McGregor G A
Department of Medicine, Charing Cross & Westminster Medical School, London.
Acta Cardiol Suppl. 1988;29:9-19.
Much circumstantial and some direct evidence links a high sodium, low potassium intake to the development of essential hypertension. However, studies to prove a definite causative relationship in man are unlikely to be done for the practical reason that they need to carried out over a whole generation. Restriction of sodium intake does lower blood pressure in many hypertensive subjects. This fall appears to be mediated in part by a diminished renin response to the sodium restriction as blood pressure becomes more severe. Less substantive evidence also suggests that increasing potassium intake may lower blood pressure but this effect seems to be more apparent when both animals and man are on a high intake. It would seem sensible, therefore, in the light of present knowledge, to advise communities that have a high sodium, low potassium diet they may benefit from a reduction in sodium and an increase in potassium intake. Patients who are already known to have high blood pressure should be advised to reduce sodium intake along with other non-pharmacological advice. In some patients this will be sufficient to control the blood pressure. In others who may then require drug treatment, the blood pressure lowering effect of beta-blockers and converting enzyme inhibitors will be enhanced by the sodium restriction.
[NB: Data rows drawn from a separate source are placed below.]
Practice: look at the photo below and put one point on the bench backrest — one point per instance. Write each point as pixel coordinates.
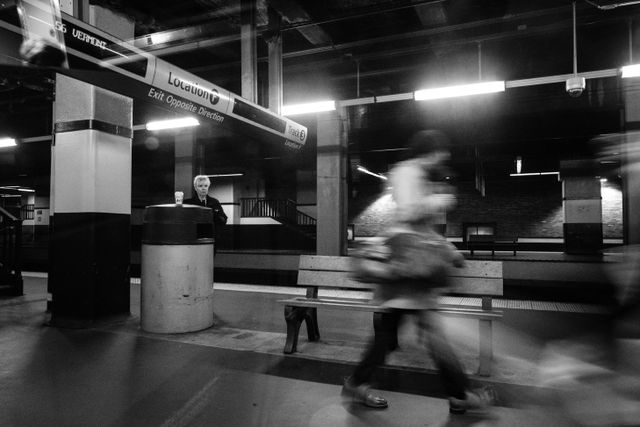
(477, 277)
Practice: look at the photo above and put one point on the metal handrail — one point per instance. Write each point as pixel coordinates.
(284, 210)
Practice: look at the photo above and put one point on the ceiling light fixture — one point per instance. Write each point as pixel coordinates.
(7, 142)
(630, 71)
(312, 107)
(534, 173)
(224, 175)
(368, 172)
(172, 124)
(460, 90)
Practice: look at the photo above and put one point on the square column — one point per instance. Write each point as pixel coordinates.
(91, 204)
(332, 184)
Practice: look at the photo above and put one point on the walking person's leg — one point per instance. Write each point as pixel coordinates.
(451, 371)
(357, 386)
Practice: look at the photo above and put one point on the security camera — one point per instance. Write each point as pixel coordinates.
(575, 86)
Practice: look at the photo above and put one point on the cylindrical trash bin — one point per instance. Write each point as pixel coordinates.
(176, 281)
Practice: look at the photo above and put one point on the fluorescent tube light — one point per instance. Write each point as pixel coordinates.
(7, 142)
(461, 90)
(313, 107)
(172, 124)
(631, 71)
(534, 173)
(368, 172)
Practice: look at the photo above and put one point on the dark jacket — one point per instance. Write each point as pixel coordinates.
(219, 217)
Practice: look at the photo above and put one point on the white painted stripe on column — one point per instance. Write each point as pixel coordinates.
(92, 173)
(582, 211)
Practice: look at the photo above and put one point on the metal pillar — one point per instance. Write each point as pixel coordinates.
(91, 204)
(248, 50)
(630, 167)
(332, 184)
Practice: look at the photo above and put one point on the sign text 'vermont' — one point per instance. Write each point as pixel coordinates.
(211, 95)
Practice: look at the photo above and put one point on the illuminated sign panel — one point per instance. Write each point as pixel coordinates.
(168, 85)
(186, 85)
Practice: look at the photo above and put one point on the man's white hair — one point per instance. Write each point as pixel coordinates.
(200, 178)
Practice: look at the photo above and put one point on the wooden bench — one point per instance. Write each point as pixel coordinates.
(478, 278)
(489, 242)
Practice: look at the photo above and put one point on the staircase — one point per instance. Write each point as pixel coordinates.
(10, 254)
(284, 211)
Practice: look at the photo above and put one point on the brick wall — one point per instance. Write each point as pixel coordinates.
(523, 207)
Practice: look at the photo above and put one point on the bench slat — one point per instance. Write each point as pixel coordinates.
(475, 313)
(472, 268)
(340, 279)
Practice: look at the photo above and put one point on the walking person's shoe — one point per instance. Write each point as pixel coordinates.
(475, 401)
(362, 394)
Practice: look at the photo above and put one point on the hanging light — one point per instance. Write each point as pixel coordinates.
(7, 142)
(312, 107)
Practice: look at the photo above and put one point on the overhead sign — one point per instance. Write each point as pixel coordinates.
(172, 86)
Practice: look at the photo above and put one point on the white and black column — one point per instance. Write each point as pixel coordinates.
(582, 205)
(91, 203)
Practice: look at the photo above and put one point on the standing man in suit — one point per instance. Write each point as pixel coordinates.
(201, 184)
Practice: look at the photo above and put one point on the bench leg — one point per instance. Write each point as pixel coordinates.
(311, 319)
(486, 347)
(379, 323)
(293, 316)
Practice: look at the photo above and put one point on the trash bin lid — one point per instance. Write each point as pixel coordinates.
(177, 214)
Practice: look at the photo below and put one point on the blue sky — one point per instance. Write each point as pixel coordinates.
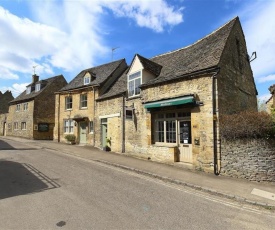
(67, 36)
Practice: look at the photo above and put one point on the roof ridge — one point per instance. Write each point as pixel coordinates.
(108, 63)
(182, 48)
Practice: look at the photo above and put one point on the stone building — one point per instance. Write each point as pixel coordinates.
(31, 114)
(75, 103)
(270, 104)
(4, 109)
(167, 108)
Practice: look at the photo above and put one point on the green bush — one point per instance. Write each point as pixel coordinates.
(247, 124)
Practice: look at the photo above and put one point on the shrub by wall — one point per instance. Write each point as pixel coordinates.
(248, 146)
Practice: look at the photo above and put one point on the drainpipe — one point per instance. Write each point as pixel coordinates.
(58, 122)
(123, 124)
(215, 131)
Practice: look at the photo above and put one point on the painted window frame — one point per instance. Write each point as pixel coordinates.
(15, 125)
(37, 87)
(23, 125)
(87, 80)
(82, 100)
(166, 126)
(68, 126)
(68, 103)
(18, 107)
(134, 80)
(91, 127)
(25, 106)
(28, 90)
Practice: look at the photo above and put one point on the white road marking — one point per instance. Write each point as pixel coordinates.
(262, 193)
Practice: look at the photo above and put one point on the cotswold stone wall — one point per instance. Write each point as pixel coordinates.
(249, 159)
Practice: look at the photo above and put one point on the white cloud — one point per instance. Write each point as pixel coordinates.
(155, 15)
(259, 28)
(266, 78)
(70, 34)
(16, 89)
(6, 74)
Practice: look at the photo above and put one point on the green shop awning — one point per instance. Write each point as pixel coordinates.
(171, 102)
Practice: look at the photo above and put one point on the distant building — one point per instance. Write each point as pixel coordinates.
(75, 111)
(270, 104)
(4, 109)
(31, 114)
(167, 108)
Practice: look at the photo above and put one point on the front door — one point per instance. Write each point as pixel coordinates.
(185, 145)
(4, 127)
(83, 133)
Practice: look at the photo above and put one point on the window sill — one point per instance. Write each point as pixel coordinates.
(133, 97)
(170, 145)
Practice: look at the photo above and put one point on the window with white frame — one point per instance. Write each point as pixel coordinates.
(28, 90)
(87, 79)
(91, 126)
(15, 125)
(68, 102)
(23, 125)
(134, 81)
(37, 87)
(18, 107)
(165, 126)
(83, 101)
(25, 106)
(69, 126)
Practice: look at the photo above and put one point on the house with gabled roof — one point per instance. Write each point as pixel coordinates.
(270, 103)
(75, 111)
(167, 108)
(32, 113)
(5, 98)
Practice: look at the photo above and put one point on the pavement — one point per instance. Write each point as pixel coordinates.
(248, 192)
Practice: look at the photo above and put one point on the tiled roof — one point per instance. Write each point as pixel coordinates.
(149, 65)
(119, 87)
(4, 101)
(101, 74)
(24, 97)
(201, 55)
(272, 89)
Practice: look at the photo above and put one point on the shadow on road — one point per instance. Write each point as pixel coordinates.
(6, 146)
(20, 179)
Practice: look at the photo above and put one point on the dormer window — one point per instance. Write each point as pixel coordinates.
(87, 79)
(134, 81)
(28, 91)
(37, 87)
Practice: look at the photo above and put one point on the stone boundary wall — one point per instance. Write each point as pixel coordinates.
(249, 159)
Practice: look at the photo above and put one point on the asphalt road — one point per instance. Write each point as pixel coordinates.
(44, 189)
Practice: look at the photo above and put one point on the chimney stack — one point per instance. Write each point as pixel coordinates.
(35, 78)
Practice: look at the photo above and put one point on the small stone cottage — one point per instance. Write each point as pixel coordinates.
(167, 108)
(5, 98)
(75, 110)
(31, 114)
(270, 104)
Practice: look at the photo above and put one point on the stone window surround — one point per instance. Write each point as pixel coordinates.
(134, 78)
(15, 125)
(68, 103)
(83, 101)
(91, 127)
(28, 90)
(17, 108)
(68, 126)
(37, 87)
(25, 106)
(87, 79)
(162, 117)
(23, 125)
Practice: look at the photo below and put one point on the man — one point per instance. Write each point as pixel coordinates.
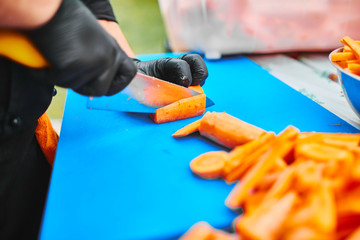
(83, 57)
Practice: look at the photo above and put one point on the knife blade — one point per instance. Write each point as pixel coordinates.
(143, 94)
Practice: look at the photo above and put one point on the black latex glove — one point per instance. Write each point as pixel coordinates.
(81, 54)
(189, 69)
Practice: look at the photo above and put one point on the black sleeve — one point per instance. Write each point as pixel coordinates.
(101, 9)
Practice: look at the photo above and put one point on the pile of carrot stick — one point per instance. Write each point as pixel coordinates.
(292, 185)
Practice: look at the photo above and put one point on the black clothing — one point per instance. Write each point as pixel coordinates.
(24, 171)
(101, 9)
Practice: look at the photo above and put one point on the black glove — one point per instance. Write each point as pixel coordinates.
(81, 54)
(189, 69)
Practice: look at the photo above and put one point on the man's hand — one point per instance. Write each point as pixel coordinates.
(189, 69)
(81, 54)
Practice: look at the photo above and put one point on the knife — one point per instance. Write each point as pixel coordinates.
(144, 94)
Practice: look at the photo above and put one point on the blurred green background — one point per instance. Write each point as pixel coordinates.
(142, 24)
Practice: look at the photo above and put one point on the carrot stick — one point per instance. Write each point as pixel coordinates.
(342, 56)
(282, 185)
(324, 209)
(347, 49)
(188, 129)
(182, 109)
(306, 232)
(355, 235)
(227, 130)
(238, 154)
(210, 164)
(290, 133)
(321, 152)
(352, 45)
(354, 67)
(196, 88)
(267, 221)
(247, 163)
(240, 191)
(19, 48)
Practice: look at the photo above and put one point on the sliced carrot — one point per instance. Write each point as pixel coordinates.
(238, 154)
(197, 88)
(227, 130)
(342, 56)
(238, 194)
(268, 181)
(348, 202)
(354, 67)
(267, 221)
(308, 175)
(210, 164)
(282, 184)
(182, 109)
(324, 209)
(188, 129)
(19, 48)
(199, 231)
(355, 235)
(306, 233)
(352, 45)
(247, 163)
(347, 49)
(321, 152)
(290, 133)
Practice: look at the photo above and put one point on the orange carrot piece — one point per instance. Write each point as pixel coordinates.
(354, 67)
(347, 49)
(210, 164)
(344, 140)
(197, 88)
(267, 221)
(238, 154)
(325, 209)
(306, 232)
(342, 56)
(188, 129)
(268, 181)
(352, 45)
(355, 235)
(348, 202)
(238, 194)
(282, 185)
(199, 231)
(182, 109)
(17, 47)
(227, 130)
(290, 133)
(308, 175)
(247, 162)
(320, 152)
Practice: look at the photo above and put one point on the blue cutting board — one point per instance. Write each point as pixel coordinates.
(120, 176)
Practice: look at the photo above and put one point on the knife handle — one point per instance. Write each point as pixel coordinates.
(17, 47)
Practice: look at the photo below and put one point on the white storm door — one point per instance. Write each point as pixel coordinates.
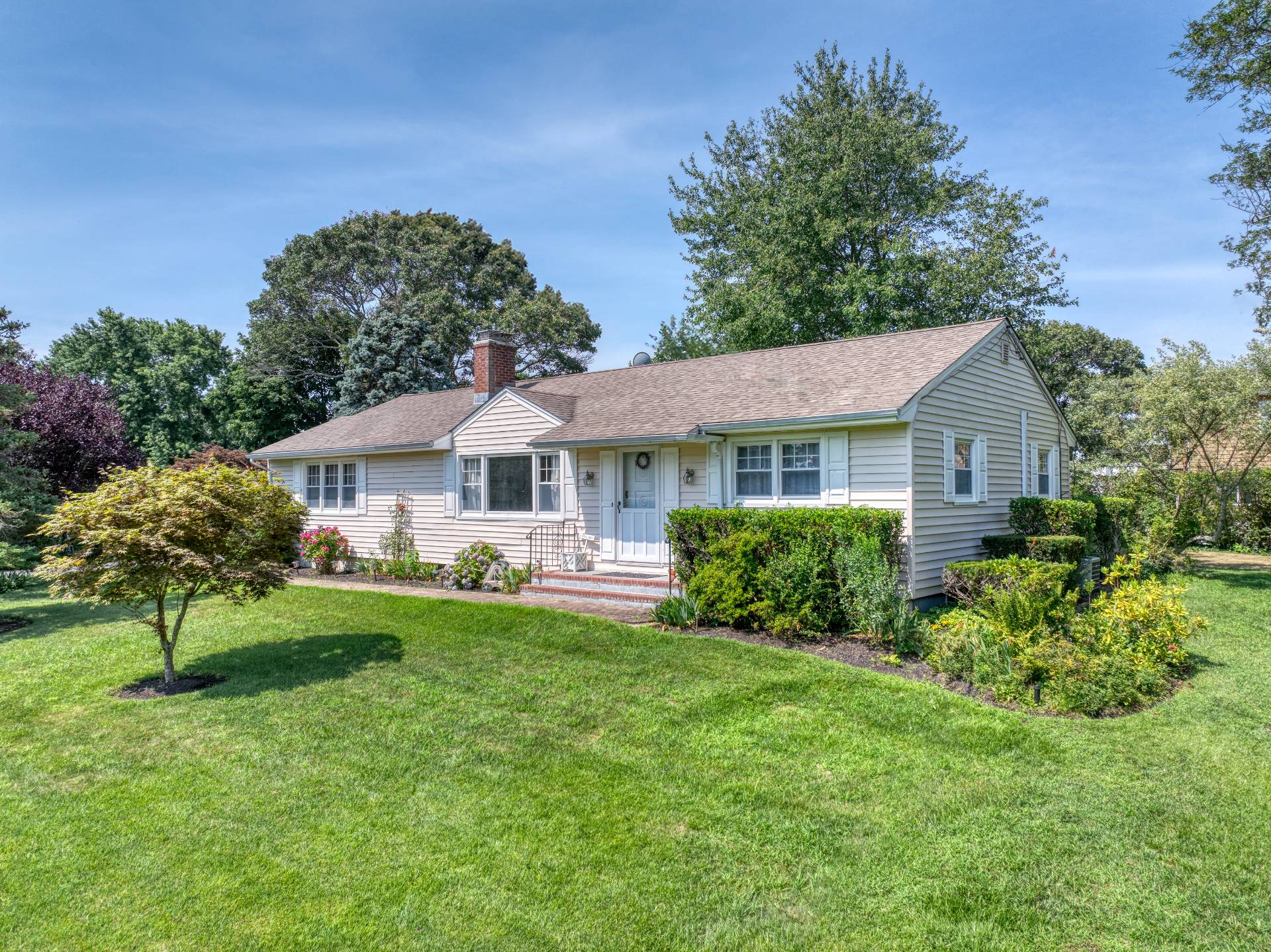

大量间接证据以及一些直接证据表明,高钠低钾饮食与原发性高血压的发生有关。然而,出于实际原因,即需要对一代人进行研究,因此不太可能开展相关研究来证实人类中明确的因果关系。限制钠的摄入量确实能降低许多高血压患者的血压。随着血压升高,这种血压下降似乎部分是由肾素对钠限制的反应减弱介导的。同样,较少的实质性证据也表明,增加钾的摄入量可能会降低血压,但当动物和人类都摄入高钾时,这种效果似乎更明显。因此,根据目前的知识,建议那些饮食中钠含量高、钾含量低的人群减少钠的摄入并增加钾的摄入,这似乎是明智的。对于已知患有高血压的患者,应建议他们减少钠的摄入,并给予其他非药物治疗建议。在一些患者中,这足以控制血压。对于其他可能需要药物治疗的患者,钠限制将增强β受体阻滞剂和转换酶抑制剂的降压效果。